In the Languages curriculum area the focus is on both language and culture, as students learn to communicate meaningfully across linguistic and cultural systems, and different contexts. This process involves reflection and analysis, as students move between French and their own existing language(s). It is a reciprocal and dynamic process which develops language use and intercultural awareness and understanding.
For students learning French for the first time in a school language program, a key dimension of the curriculum involves understanding the cultural dimension that shapes and is shaped by the language. The curriculum is designed with an intercultural language learning orientation to enable students to participate meaningfully in intercultural experiences, to develop new ways of seeing and being in the world, and to understand more about themselves in the process.
Students use a wide range of texts designed for language learning, such as textbooks, teacher-generated materials and online resources. Their learning is enriched by exposure to a range of authentic texts from the language being studied, such as websites, films, stories, songs, television programs, advertisements and magazines.
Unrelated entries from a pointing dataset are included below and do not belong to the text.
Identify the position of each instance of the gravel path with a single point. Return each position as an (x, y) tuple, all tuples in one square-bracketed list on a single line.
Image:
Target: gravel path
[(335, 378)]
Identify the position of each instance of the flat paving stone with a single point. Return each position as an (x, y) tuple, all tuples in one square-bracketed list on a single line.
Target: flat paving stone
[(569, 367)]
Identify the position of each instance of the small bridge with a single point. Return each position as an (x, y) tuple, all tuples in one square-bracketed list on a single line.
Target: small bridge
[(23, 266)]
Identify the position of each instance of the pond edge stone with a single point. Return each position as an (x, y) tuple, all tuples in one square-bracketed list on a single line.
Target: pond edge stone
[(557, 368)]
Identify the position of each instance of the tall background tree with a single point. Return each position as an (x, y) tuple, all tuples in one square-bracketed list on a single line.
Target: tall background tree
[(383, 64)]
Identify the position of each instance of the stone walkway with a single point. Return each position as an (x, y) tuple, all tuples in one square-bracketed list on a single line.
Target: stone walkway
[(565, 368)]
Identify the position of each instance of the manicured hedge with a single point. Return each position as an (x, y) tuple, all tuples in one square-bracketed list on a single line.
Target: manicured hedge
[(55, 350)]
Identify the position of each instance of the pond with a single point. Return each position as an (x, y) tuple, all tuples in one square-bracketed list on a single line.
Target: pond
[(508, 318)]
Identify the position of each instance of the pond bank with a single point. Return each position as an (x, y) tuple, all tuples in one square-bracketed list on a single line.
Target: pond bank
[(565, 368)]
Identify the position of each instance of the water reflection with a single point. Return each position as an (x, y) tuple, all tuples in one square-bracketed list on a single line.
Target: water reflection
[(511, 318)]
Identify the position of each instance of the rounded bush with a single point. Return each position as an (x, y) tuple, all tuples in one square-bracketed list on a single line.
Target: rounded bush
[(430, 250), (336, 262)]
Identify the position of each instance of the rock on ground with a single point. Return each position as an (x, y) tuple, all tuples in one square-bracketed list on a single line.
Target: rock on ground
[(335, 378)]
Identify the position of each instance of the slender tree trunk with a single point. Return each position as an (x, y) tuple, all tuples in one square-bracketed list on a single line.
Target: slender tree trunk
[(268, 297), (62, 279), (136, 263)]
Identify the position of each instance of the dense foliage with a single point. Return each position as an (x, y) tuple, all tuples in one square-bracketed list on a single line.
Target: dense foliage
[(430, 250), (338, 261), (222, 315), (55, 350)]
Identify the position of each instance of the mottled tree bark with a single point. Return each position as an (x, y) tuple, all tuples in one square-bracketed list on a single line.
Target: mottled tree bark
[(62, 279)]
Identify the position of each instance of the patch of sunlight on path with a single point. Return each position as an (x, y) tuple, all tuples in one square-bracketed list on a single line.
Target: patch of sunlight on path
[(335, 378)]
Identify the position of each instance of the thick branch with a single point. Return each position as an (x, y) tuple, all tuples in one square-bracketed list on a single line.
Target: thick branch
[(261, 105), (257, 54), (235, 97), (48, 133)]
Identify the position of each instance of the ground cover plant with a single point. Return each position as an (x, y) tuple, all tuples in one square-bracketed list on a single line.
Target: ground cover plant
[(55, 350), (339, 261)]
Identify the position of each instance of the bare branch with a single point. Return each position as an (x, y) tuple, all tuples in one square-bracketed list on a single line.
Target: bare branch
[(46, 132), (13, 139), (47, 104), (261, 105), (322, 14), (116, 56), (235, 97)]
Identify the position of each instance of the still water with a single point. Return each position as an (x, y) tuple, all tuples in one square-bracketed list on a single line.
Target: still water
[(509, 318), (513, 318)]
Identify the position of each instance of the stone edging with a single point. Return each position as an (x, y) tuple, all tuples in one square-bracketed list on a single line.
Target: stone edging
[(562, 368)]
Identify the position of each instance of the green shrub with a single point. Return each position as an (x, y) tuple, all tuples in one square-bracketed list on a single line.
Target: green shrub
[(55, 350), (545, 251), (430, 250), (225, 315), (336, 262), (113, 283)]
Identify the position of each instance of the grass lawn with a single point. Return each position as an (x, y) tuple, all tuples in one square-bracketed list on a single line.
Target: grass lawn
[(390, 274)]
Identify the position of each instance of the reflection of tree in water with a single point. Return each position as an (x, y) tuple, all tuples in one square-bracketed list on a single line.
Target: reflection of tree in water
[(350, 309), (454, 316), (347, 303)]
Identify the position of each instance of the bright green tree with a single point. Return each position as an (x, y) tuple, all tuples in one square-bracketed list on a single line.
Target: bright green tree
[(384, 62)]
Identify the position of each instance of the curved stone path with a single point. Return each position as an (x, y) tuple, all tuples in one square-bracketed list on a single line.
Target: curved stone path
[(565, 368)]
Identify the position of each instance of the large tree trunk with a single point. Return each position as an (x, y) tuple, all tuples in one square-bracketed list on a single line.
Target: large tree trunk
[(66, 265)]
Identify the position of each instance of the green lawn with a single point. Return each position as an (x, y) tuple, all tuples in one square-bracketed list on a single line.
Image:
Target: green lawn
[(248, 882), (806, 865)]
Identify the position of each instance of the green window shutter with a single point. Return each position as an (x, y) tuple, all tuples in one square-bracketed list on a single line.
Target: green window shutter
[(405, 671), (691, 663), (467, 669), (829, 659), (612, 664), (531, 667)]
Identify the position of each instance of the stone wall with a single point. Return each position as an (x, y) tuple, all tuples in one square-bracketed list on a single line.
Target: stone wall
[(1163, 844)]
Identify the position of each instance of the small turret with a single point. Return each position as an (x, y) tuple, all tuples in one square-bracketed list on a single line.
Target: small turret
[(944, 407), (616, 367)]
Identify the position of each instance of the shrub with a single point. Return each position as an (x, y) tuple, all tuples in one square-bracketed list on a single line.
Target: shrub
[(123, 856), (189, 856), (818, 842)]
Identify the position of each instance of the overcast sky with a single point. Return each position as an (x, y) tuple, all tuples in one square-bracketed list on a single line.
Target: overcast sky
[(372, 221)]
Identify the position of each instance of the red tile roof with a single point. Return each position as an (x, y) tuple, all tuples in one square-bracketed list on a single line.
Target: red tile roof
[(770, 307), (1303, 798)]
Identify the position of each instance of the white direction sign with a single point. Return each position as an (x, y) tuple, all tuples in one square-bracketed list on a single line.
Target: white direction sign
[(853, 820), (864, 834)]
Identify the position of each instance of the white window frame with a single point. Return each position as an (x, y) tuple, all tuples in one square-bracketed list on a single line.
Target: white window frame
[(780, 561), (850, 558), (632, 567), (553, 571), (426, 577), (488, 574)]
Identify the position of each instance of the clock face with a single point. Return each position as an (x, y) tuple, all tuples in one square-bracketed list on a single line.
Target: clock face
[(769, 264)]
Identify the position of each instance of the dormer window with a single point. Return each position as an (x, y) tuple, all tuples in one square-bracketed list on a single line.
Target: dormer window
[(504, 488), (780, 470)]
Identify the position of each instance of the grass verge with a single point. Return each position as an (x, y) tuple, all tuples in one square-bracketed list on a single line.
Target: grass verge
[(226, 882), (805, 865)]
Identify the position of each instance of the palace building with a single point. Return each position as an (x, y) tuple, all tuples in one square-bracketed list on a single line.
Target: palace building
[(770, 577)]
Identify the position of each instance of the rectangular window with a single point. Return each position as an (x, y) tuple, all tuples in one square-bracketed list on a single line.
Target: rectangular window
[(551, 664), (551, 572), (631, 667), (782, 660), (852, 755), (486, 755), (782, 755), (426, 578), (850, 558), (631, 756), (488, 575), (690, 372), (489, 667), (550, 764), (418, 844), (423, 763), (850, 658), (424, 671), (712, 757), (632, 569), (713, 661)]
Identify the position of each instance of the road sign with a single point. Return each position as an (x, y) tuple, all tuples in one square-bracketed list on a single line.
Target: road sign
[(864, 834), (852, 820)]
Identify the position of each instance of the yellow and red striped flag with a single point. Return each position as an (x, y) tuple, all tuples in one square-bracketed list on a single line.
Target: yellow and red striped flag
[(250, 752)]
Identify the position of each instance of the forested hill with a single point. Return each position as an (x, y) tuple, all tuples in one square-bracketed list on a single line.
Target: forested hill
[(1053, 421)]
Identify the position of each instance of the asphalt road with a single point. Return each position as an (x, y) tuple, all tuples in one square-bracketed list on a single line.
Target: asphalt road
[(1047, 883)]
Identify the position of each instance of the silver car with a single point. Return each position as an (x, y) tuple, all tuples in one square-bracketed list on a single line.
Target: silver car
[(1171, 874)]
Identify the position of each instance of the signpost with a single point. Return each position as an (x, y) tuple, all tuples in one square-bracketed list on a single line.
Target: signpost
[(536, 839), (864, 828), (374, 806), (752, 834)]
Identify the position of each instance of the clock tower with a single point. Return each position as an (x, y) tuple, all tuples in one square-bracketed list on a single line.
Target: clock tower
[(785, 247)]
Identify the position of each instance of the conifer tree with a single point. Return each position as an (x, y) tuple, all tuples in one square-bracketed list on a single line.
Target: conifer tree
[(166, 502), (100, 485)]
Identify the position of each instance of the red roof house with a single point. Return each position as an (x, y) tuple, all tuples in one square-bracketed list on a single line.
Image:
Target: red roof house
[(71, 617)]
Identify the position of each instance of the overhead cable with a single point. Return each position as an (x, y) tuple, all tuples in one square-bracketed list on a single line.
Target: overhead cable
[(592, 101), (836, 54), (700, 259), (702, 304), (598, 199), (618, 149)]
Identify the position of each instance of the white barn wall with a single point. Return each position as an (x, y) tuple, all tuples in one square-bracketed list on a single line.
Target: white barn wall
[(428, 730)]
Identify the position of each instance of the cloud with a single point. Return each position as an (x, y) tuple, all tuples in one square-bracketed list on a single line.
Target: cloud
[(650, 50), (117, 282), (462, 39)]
The texts and resources will become increasingly sophisticated and varied as students progress through their schooling.
Students are encouraged to use French as much as possible for classroom routines, social interactions, structured learning tasks, and language experimentation and practice.
Students will have opportunities to engage with members of the community who speak French, which in some cases will be facilitated via digital technologies.
English is used for discussion, explanation and reflection, enabling students to develop a language for sharing ideas about language and culture.